Classmate Noah Zimmerman said he enjoyed the sewing portion, “because it was something new.”
The only guideline besides making quilt squares the right size was that they had to incorporate at least these three colors: Purple, gold and white. The color requirements were a way to tie the pieces together while allowing students to be creative.
Across many subjects
Common Core also encourages teachers to cross into subjects they haven’t taught much in the past. For Householder, that meant a trip to the school library and computer lab for a history lesson as students learned about quilting.

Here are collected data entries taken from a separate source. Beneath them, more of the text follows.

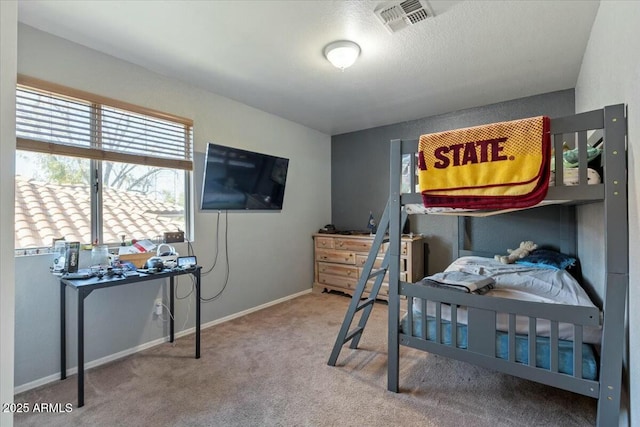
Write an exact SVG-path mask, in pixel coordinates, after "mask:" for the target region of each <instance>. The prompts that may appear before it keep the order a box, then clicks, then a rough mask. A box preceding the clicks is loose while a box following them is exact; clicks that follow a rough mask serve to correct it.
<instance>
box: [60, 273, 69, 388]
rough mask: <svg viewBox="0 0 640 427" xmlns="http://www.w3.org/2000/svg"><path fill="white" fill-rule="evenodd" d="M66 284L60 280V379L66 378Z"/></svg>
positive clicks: (66, 355)
mask: <svg viewBox="0 0 640 427" xmlns="http://www.w3.org/2000/svg"><path fill="white" fill-rule="evenodd" d="M66 289H67V285H65V284H64V283H62V282H60V379H61V380H64V379H65V378H67V323H66V322H67V298H66Z"/></svg>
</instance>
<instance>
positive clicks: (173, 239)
mask: <svg viewBox="0 0 640 427" xmlns="http://www.w3.org/2000/svg"><path fill="white" fill-rule="evenodd" d="M180 242H184V231H166V232H165V233H164V243H180Z"/></svg>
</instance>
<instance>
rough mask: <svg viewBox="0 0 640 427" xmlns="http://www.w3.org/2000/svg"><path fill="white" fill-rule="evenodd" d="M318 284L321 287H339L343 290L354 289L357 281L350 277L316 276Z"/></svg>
mask: <svg viewBox="0 0 640 427" xmlns="http://www.w3.org/2000/svg"><path fill="white" fill-rule="evenodd" d="M318 282H320V283H321V284H323V285H329V286H339V287H341V288H345V289H355V288H356V285H357V284H358V279H356V278H351V277H342V276H334V275H333V274H324V273H319V274H318Z"/></svg>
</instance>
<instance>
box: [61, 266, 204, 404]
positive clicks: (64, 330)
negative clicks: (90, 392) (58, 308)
mask: <svg viewBox="0 0 640 427" xmlns="http://www.w3.org/2000/svg"><path fill="white" fill-rule="evenodd" d="M200 269H201V267H200V266H196V267H194V268H192V269H188V270H175V271H174V270H167V271H163V272H160V273H155V274H144V273H136V274H133V275H128V276H125V277H118V276H113V277H104V276H103V277H102V278H98V277H91V278H89V279H64V278H63V279H60V379H61V380H64V379H65V378H66V377H67V351H66V345H67V340H66V297H65V293H66V288H67V286H68V287H70V288H74V289H75V290H76V291H77V292H78V407H81V406H84V300H85V298H86V297H87V296H89V294H90V293H91V292H93V291H95V290H96V289H103V288H111V287H113V286H120V285H129V284H131V283H138V282H145V281H148V280H157V279H165V278H169V279H170V282H171V283H170V284H169V311H170V312H171V316H169V318H170V324H169V341H170V342H173V338H174V337H173V332H174V329H173V328H174V325H173V312H174V286H173V285H174V280H173V278H174V277H175V276H179V275H183V274H192V275H193V276H194V278H195V279H196V359H199V358H200Z"/></svg>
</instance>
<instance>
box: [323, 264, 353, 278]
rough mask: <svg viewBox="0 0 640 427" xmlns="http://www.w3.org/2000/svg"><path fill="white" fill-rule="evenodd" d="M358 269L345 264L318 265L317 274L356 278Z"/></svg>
mask: <svg viewBox="0 0 640 427" xmlns="http://www.w3.org/2000/svg"><path fill="white" fill-rule="evenodd" d="M358 270H359V269H358V268H357V267H356V266H353V265H347V264H329V263H326V262H319V263H318V272H319V273H323V274H334V275H336V276H344V277H352V278H355V279H357V278H358Z"/></svg>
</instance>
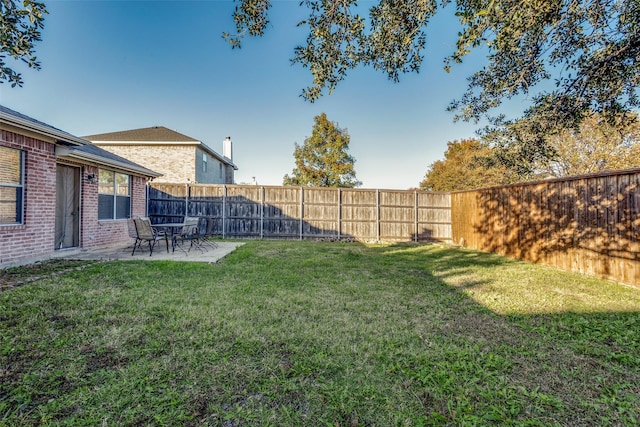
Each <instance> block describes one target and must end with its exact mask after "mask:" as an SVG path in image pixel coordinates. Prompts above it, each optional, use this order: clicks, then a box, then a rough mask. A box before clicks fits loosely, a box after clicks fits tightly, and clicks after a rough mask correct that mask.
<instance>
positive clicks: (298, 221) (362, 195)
mask: <svg viewBox="0 0 640 427" xmlns="http://www.w3.org/2000/svg"><path fill="white" fill-rule="evenodd" d="M148 191H149V194H148V196H147V203H148V214H149V216H150V217H151V218H152V221H153V222H154V223H167V222H176V221H182V218H183V217H184V216H185V215H187V216H208V217H213V218H214V219H215V230H214V233H215V234H217V235H220V236H222V237H251V238H298V239H308V238H336V239H345V238H346V239H355V240H362V241H414V242H422V241H429V240H442V241H451V199H450V195H449V194H446V193H430V192H424V191H414V190H367V189H345V188H310V187H275V186H274V187H271V186H255V185H216V184H161V183H151V184H150V185H149V187H148Z"/></svg>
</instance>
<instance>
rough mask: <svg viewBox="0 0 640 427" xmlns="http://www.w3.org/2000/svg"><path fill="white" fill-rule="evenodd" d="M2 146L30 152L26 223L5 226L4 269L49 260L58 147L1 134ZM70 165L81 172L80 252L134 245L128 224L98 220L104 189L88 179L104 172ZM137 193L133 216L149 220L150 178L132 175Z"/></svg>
mask: <svg viewBox="0 0 640 427" xmlns="http://www.w3.org/2000/svg"><path fill="white" fill-rule="evenodd" d="M0 145H2V146H6V147H10V148H15V149H19V150H23V151H24V152H25V170H24V204H23V211H24V217H23V223H22V224H19V225H0V242H1V244H0V267H5V266H9V265H14V264H19V263H21V262H24V261H26V260H29V261H31V260H38V259H46V258H49V257H50V256H51V255H52V254H53V253H54V251H55V250H54V246H55V213H56V212H55V211H56V180H57V177H56V167H57V159H56V155H55V144H54V143H53V142H47V141H43V140H40V139H37V138H34V137H29V136H25V135H21V134H18V133H14V132H11V131H9V130H5V129H1V130H0ZM64 164H68V165H72V166H80V167H81V185H80V188H81V190H80V191H81V194H80V215H81V221H80V247H81V248H91V247H95V246H102V245H113V244H125V243H130V241H131V239H130V237H129V234H128V231H127V230H128V228H127V220H126V219H119V220H100V221H99V220H98V184H97V183H90V182H88V181H87V179H86V176H87V174H96V175H97V173H98V167H97V166H93V165H83V164H81V163H74V162H68V161H65V162H64ZM131 187H132V191H131V197H132V199H131V215H132V217H136V216H144V215H145V213H146V194H147V186H146V178H145V177H141V176H135V175H131Z"/></svg>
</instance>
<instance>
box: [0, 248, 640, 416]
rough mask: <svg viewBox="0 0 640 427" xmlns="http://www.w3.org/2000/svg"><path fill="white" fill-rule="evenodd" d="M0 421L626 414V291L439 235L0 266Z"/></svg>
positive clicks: (634, 382) (639, 405) (632, 376)
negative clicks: (157, 259) (15, 265)
mask: <svg viewBox="0 0 640 427" xmlns="http://www.w3.org/2000/svg"><path fill="white" fill-rule="evenodd" d="M0 284H2V288H1V289H2V290H3V291H2V292H0V331H1V334H0V425H7V426H21V425H25V426H26V425H69V426H79V425H92V426H93V425H107V426H111V425H166V426H176V425H193V426H201V425H212V426H215V425H220V426H246V425H273V426H283V425H287V426H289V425H300V426H309V425H314V426H315V425H327V426H329V425H330V426H358V425H378V426H391V425H398V426H412V425H491V424H494V425H496V424H497V425H540V426H549V425H629V426H635V425H638V424H639V423H640V289H638V288H633V287H629V286H623V285H618V284H615V283H611V282H607V281H603V280H598V279H594V278H588V277H584V276H580V275H576V274H572V273H566V272H561V271H558V270H553V269H549V268H545V267H540V266H536V265H531V264H527V263H521V262H516V261H512V260H509V259H506V258H502V257H499V256H495V255H488V254H483V253H479V252H474V251H469V250H460V249H455V248H451V247H447V246H444V245H424V246H413V245H392V246H381V245H376V246H365V245H360V244H355V243H349V244H344V243H327V242H322V243H321V242H298V241H295V242H286V241H249V242H247V243H246V244H245V245H244V246H242V247H240V248H239V249H237V250H236V251H235V252H233V253H232V254H231V255H229V256H228V257H227V258H225V259H223V260H222V261H221V262H219V263H218V264H215V265H208V264H197V263H175V262H168V261H167V262H146V261H140V262H107V263H101V262H94V263H88V262H70V261H56V262H52V263H48V264H42V265H38V266H36V267H31V268H18V269H13V270H7V271H4V272H2V271H0Z"/></svg>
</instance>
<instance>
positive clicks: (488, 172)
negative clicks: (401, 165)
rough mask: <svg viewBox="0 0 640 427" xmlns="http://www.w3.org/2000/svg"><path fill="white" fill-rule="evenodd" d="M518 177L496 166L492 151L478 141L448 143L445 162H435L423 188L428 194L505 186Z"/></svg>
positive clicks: (438, 160)
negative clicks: (501, 185)
mask: <svg viewBox="0 0 640 427" xmlns="http://www.w3.org/2000/svg"><path fill="white" fill-rule="evenodd" d="M514 179H515V177H514V175H513V173H511V172H510V171H509V170H508V169H507V168H506V167H504V166H501V165H498V164H497V163H495V161H494V158H493V150H492V148H491V147H489V146H488V145H487V144H485V143H483V142H481V141H480V140H478V139H463V140H462V141H453V142H448V143H447V151H446V152H445V153H444V160H438V161H436V162H433V163H432V164H431V165H430V166H429V169H428V170H427V174H426V175H425V177H424V180H423V181H422V182H421V183H420V189H422V190H429V191H456V190H471V189H475V188H481V187H490V186H492V185H500V184H506V183H509V182H511V181H512V180H514Z"/></svg>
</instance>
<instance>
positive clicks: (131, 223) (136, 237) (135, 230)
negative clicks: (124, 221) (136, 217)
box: [127, 218, 140, 255]
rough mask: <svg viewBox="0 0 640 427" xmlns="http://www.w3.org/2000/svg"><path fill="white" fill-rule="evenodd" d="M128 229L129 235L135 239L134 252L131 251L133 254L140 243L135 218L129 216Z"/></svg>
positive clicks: (134, 240)
mask: <svg viewBox="0 0 640 427" xmlns="http://www.w3.org/2000/svg"><path fill="white" fill-rule="evenodd" d="M127 231H128V232H129V237H131V238H132V239H133V252H131V255H133V254H134V253H135V251H136V247H137V246H138V244H139V243H140V239H138V232H137V231H136V223H135V221H134V220H133V218H129V219H128V220H127Z"/></svg>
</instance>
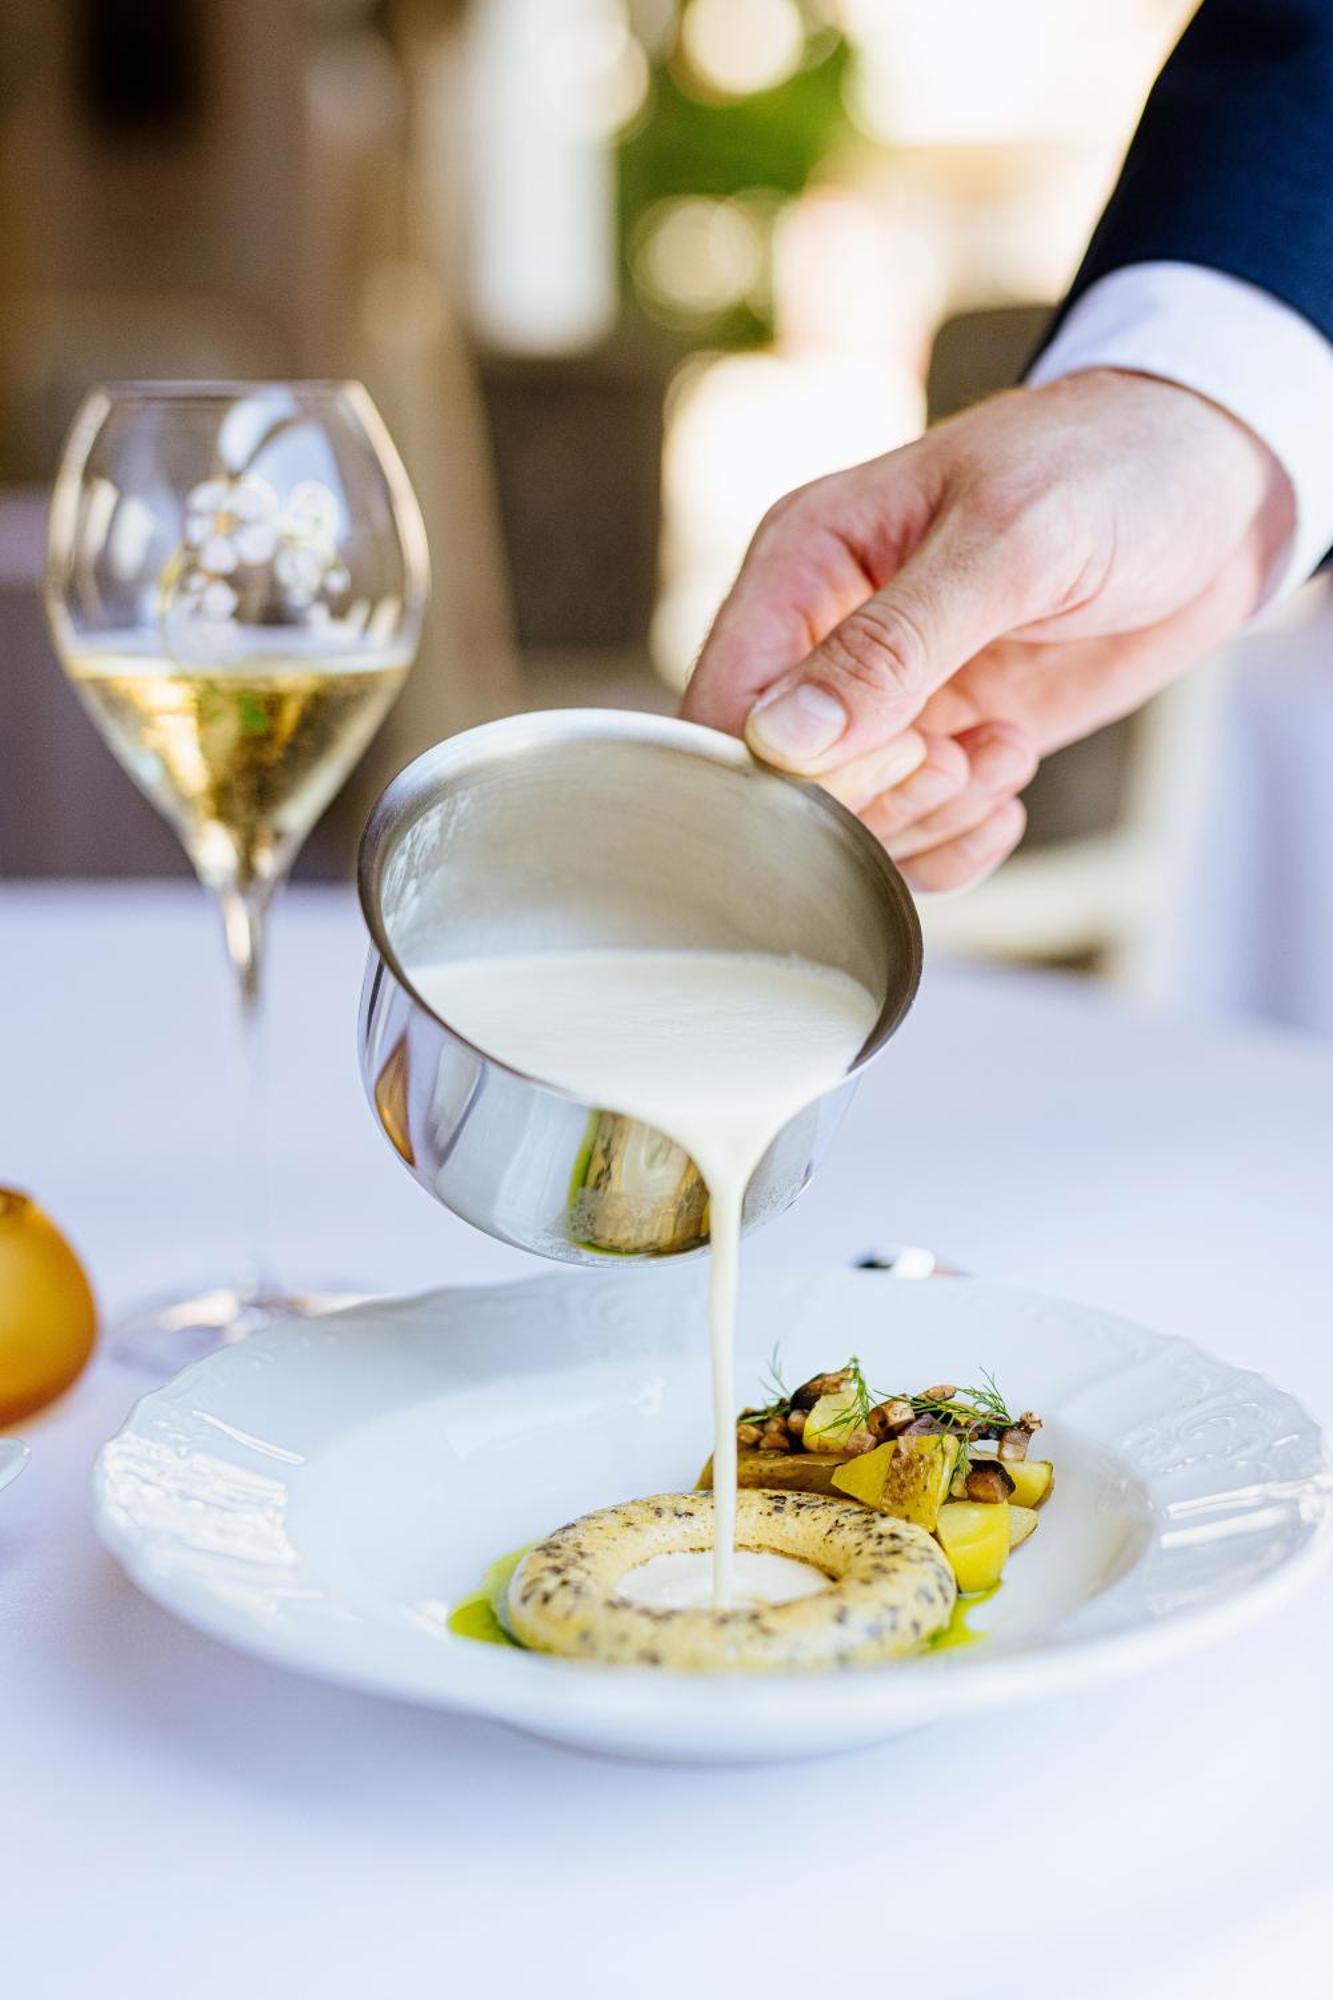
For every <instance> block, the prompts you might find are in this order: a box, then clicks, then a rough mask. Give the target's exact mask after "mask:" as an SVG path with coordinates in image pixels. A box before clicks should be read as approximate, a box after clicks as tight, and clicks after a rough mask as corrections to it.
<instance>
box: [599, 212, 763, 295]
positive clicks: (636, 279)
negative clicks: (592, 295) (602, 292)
mask: <svg viewBox="0 0 1333 2000" xmlns="http://www.w3.org/2000/svg"><path fill="white" fill-rule="evenodd" d="M763 268H765V242H763V236H761V230H759V226H757V222H755V218H753V216H751V214H749V210H747V208H745V206H743V204H741V202H715V200H707V198H703V196H699V198H689V200H681V202H658V206H656V208H652V210H650V212H648V214H646V216H644V222H642V230H640V234H638V242H636V246H634V252H632V272H634V282H636V284H638V288H640V294H644V304H648V308H650V310H652V308H656V316H658V318H662V316H667V318H669V320H671V322H685V320H709V318H717V316H719V314H723V312H727V310H729V308H731V306H737V304H739V302H741V300H743V298H747V296H749V294H753V292H755V288H757V286H759V282H761V278H763ZM662 308H664V310H662Z"/></svg>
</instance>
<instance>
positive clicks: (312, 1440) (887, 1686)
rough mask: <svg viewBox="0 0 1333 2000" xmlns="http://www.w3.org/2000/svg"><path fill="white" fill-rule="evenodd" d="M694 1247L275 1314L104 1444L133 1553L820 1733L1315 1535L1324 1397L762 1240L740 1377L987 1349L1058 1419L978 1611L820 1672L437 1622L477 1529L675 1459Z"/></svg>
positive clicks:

They found out that quilts were brought to Revolutionary War battlefields to keep wounded soldiers from going into shock, and that codes were built into quilts to guide escaped slaves through the underground railroad during the Civil War era.
“They’re doing a great job,” said Householder of her math students, who hope to donate the 2-3 finished quilts to the Cunningham Children’s Home in Urbana. “It’s been a long project for them, and students will tell you it’s been hard, because of the math.”
Quilt squares were completed last week, and will be tacked together by students in upcoming weeks.